About Cannes Holdings, Inc.

We primarily acquire interests in operating companies and are engaged in the active management and operation of a core group of such companies. We are a long-term owner who secures the control and governance rights of other companies primarily to engage in their lines of business and we have no predefined time constraints dictating when we sell or divest our businesses. We believe that our long-term ownership and active involvement in the management and operations of companies helps maximize the value of these companies for our shareholders. Cannae’s current major holdings include Dun & Bradstreet Holdings, Inc. (NYSE: DNB), in which Cannae owns 88 million shares or a 20% stake. Cannae’s second largest holding is Ceridian (NYSE: CDAY), in which Cannae owns 8 million shares representing a 5% stake. Cannae owns 60 million shares, or 8% of Paysafe (NYSE: PSFE), as well as 8.1 million Warrants and Paysafe Units. Cannae also owns 52.5 million shares, or 10%, of Alight, Inc. (NYSE: ALIT) and 27 million shares, or 24%, of System1, Inc. (NYSE: SST). Cannae’s other major holdings include Sightline Payments, of which Cannae owns 33%.

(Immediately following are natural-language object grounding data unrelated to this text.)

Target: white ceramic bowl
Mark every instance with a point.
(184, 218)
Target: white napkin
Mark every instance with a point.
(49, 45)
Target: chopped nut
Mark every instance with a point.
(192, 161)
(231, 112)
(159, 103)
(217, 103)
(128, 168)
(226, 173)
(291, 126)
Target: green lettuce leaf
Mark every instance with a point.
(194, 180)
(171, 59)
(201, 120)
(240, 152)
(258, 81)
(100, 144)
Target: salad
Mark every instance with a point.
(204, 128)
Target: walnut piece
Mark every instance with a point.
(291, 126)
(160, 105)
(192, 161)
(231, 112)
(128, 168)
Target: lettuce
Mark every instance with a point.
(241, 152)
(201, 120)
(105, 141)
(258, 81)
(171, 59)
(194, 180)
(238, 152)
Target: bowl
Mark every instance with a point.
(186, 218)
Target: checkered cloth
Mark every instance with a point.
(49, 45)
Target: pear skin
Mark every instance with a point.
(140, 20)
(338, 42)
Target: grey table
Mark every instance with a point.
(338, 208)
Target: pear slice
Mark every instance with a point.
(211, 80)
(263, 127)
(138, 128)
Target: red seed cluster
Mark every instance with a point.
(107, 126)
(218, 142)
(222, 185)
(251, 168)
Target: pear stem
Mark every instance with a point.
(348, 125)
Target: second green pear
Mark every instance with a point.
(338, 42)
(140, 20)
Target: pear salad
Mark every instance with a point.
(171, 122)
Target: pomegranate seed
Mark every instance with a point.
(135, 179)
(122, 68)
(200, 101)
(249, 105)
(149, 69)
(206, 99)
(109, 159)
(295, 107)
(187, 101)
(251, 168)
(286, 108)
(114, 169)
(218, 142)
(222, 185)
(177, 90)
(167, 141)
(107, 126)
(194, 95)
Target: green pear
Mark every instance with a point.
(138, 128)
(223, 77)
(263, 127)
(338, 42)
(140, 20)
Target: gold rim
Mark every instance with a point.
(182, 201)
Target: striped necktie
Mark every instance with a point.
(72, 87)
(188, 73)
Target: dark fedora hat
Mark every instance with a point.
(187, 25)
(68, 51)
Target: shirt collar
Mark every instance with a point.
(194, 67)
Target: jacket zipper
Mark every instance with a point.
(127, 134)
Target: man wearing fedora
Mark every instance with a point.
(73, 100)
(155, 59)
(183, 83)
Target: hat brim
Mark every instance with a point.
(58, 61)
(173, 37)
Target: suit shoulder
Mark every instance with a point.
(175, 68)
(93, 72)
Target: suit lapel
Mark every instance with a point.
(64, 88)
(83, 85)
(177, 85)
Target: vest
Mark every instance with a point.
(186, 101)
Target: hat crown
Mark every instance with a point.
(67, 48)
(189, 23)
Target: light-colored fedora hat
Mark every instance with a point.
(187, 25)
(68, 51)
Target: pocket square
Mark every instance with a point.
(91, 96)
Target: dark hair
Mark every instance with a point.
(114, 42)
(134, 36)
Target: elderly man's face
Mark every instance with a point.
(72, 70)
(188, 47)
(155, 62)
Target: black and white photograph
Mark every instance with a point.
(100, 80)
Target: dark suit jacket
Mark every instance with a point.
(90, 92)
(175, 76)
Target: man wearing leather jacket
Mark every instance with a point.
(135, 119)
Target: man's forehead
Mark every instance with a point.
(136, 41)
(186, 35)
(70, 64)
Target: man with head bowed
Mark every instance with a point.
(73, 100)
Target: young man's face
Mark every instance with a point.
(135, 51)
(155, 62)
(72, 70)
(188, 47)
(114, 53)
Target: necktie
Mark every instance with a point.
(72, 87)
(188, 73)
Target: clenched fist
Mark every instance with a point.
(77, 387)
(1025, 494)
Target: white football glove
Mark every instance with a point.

About Eagle Football Holdings LLC

Eagle Football Holdings LLC is a Delaware holding company, formed and managed by Mr. John Textor, as the holding company for Mr. Textor and Mr. Jamie Salter’s interests in the world’s top football clubs. Eagle Football Holdings’ current pro forma holdings include a 40% stake in Crystal Palace Football Club (London, England), which plays in the English Premier League, the top division of English professional football, a 90% stake in Botafogo de Futebol e Regatas (Rio de Janeiro, Brazil), which plays in the Campeonato Brasileiro Série A, the top division of Brazilian professional football, and an 80% stake in Racing White Daring Molenbeek (Brussels, Belgium), which plays in the Belgium 1B Pro League division, the second division of Belgian professional football.

Forward-looking statements and risk factors

This document contains forward-looking statements that involve a number of risks and uncertainties. Statements that are not historical facts, including statements regarding our expectations, hopes, intentions or strategies regarding the future, are forward-looking statements. Forward-looking statements are based on management’s beliefs, as well as assumptions made by management and information currently available to it. Because these statements are based on expectations about future financial and operating results and are not statements of fact, actual results may differ materially from those projected. We undertake no obligation to update any forward-looking statements, whether as a result of new information, future events or otherwise. The risks and uncertainties to which forward-looking statements are subject include, but are not limited to: changes in general economic, business and political conditions, changes in financial markets and changes in conditions resulting from the outbreak of a pandemic, such as as the novel COVID-19 (“COVID-19”); the overall impact of the COVID-19 outbreak and measures to curb its spread, including the effect of governmental or voluntary mitigation measures such as business closures, social distancing and restraining orders home ; our potential inability to find suitable acquisition candidates, acquisitions in industries that will not necessarily be limited to our traditional areas of focus or difficulties in integrating acquisitions; the significant competition that our operating subsidiaries face; compliance with extensive government regulations of our operating subsidiaries; risks associated with our spin-off from Fidelity National Financial, Inc., including limitations on our strategic and operational flexibility related to the tax-exempt nature of the spin-off and the Investment Company Act of 1940; risks and uncertainties related to the success of our outsourcing.

This document should be read in conjunction with the risks detailed in the “Statement Regarding Forward-Looking Information”, “Risk Factors” and other sections of the Company’s Form 10-Q, 10-K and other documents filed with the Securities and Exchange Commission.